Credo sia opportuno partire dalla differenza tra le due principali accezioni di pluralismo politico-sociale. Esse sono da una parte quella di matrice cattolica e dall’altra quella di origine americana. A differenza della prima accezione, che guarda alle società intermedie, l’idea del crogiuolo, del melting pot, che ha contraddistinto un certo stadio evolutivo della società nordamericana, non ha avuto per lungo tempo molti riscontri nella storia italiana.

La visione pluralista delle origini era quella che aveva suscitato l’ammirazione e l’entusiasmo di Tocqueville: che spiegava agli europei come in definitiva ciò che caratterizzava e contrassegnava quella civiltà e il modo di intendere i rapporti sociali era la mancanza di pretese indirizzate ad autorità esterne, per sollecitarne iniziative da assumere e da promuovere.

L’accezione americana di pluralismo era quindi basata sulla pluralità delle associazioni e dei gruppi, che tuttavia non erano tradizionalmente oppressi dallo Stato, ma semmai ne avevano storicamente costituito la linfa vitale. Lo Stato qui fungeva al più da mediatore. Questo modello di pluralismo – o, come spesso si sente dire, di democrazia pluralista – da noi era ignoto nella realtà, prima ancora che in letteratura. A noi mancava una tradizione pluralista, per essere il nostro un paese monolitico dal punto di vista del costume, del credo religioso, delle abitudini sociali.

La differenza tra la dottrina del pluralismo e la dottrina della pluralità degli ordinamenti giuridici merita di essere rimarcata. Quest’ultima finì col servire, nell’età in cui fu formulata, a una riaffermazione della positività e statualità del diritto, oppure fu piegata a svolgimenti eleganti – il gioco, le regole cavalleresche – ma di rilievo socialmente marginale. Il sempre più frequente contatto con stranieri ci pone oggi, viceversa, problemi vivi e concreti, i quali interessano soprattutto il diritto privato, e aree appartenenti al «privato» nel senso più intenso e profondo, come appunto quelle del matrimonio e della famiglia.

Alla difficoltà di ricostruzione delle fonti, alle asperità di un rapporto tra religione e diritto, si aggiunge l’urto con istituti radicalmente incompatibili rispetto a idee e valori della tradizione nostrana, di fronte ai quali si rinnova l’appello alla clausola di sbarramento dell’ordine pubblico. Poligamia, ripudio, figure come la Kafalà simili alla nostra adozione eppure a essa per molti versi irriducibili, si propongono come occasione e insieme ostacolo insormontabile del confronto, inducendo a proclamare l’irrealizzabilità della società pluralistica.

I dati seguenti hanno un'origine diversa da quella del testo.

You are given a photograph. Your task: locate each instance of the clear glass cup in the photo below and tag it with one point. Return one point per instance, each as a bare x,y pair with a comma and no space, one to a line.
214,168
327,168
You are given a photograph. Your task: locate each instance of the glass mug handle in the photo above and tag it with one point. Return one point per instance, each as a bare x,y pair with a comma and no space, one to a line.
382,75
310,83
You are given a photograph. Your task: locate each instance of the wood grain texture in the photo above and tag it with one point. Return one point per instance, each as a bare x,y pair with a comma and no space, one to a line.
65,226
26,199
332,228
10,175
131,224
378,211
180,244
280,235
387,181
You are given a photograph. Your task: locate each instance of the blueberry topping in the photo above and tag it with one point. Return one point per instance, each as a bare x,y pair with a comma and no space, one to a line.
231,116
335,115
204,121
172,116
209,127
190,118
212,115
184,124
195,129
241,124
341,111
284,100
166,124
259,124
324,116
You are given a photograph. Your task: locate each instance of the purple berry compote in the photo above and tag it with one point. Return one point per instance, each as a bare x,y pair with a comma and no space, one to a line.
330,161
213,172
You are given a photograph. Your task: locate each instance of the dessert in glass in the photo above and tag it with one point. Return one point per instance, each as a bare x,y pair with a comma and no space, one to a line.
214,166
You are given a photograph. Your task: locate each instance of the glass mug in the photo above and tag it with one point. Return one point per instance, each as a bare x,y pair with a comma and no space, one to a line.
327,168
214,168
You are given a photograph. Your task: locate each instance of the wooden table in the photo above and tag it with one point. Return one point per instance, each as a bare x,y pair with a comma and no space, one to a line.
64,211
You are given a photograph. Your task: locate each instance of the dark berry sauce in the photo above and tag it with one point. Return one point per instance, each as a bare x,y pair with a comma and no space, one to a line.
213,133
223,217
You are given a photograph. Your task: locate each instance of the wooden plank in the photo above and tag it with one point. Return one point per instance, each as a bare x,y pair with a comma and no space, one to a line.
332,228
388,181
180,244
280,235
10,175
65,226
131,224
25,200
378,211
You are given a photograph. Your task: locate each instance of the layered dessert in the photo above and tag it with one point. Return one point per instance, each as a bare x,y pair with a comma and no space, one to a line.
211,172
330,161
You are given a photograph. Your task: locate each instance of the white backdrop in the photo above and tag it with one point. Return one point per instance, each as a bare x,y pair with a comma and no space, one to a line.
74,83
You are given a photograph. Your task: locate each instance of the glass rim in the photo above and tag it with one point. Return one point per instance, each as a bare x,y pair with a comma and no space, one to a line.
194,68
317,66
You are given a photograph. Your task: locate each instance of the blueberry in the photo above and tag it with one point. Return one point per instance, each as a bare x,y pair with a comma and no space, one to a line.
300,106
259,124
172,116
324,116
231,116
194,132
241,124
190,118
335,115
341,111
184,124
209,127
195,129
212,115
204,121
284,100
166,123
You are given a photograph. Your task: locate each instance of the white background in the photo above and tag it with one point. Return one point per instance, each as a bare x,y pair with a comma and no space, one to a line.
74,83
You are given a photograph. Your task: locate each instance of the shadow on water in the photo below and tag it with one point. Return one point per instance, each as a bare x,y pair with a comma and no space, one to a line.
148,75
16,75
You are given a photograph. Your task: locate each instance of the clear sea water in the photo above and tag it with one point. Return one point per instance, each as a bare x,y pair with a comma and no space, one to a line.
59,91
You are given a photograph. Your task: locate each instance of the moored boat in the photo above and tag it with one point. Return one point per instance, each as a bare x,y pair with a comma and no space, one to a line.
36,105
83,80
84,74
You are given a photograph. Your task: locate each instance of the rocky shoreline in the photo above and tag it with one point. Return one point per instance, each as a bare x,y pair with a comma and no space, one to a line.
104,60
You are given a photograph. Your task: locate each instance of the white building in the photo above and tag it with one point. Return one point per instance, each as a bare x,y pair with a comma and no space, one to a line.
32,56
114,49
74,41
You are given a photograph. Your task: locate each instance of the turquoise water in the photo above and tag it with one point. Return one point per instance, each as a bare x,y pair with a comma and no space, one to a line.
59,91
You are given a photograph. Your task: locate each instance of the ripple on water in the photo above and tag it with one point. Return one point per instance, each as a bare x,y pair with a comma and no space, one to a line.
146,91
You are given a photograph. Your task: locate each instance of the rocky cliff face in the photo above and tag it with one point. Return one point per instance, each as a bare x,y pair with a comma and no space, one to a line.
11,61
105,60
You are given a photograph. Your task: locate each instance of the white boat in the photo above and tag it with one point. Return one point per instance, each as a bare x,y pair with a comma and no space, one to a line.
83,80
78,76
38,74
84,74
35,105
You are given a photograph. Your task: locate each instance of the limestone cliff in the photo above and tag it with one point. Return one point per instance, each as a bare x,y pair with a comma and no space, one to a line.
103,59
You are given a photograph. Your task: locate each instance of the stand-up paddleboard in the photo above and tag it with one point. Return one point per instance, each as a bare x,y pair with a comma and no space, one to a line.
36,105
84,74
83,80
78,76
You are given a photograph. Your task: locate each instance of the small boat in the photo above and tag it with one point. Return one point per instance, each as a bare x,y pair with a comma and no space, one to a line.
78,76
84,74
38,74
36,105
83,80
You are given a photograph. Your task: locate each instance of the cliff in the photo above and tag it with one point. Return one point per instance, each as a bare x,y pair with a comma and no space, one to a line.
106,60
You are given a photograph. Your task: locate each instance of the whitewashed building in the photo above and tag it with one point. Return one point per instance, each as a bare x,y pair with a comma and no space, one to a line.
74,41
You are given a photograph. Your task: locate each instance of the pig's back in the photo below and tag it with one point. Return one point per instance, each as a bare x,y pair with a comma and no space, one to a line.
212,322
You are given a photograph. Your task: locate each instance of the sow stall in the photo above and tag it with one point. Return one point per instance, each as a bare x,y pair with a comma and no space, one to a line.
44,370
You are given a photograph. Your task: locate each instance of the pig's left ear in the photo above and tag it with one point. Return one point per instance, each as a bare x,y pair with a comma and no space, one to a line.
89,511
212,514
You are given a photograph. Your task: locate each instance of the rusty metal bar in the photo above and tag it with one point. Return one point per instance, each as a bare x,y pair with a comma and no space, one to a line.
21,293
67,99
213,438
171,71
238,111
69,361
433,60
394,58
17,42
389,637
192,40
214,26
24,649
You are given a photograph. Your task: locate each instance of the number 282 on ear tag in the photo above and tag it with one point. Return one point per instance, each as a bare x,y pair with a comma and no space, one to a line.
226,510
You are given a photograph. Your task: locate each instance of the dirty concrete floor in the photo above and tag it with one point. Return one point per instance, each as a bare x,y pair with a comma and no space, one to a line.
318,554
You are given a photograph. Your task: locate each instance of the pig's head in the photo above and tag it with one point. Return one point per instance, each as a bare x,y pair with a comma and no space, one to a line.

Occorre tuttavia ricordare che pluralismo è anche rivisitazione degli istituti nell’ambito dell’ordinamento interno, capacità di vedere al di là di concezioni radicate nel costume e nella mentalità comune, certamente rispettabili ma via via messe alla prova da nuove ideologie e sensibilità. Per altro verso, se prestiamo maggiore attenzione alle realtà esotiche ci accorgiamo che anche altrove si manifesta il mutamento, e istituti che appaiono specialmente estranei, se non addirittura repellenti, alla nostra cultura o alla nostra nozione di famiglia conoscono a propria volta trasformazioni e revisioni. Questi istituti, certo obbedienti alla loro logica d’origine, si mostrano – man mano che l’immissione in un contesto differente se ne fa meno occasionale – meno eversivi e dirompenti di quanto a prima vista si è portati a pensare. Un puro e semplice atteggiamento di rifiuto rischia di risultare ipocrita, ed è certo figlio di una inesatta, troppo sommaria valutazione di questi fatti.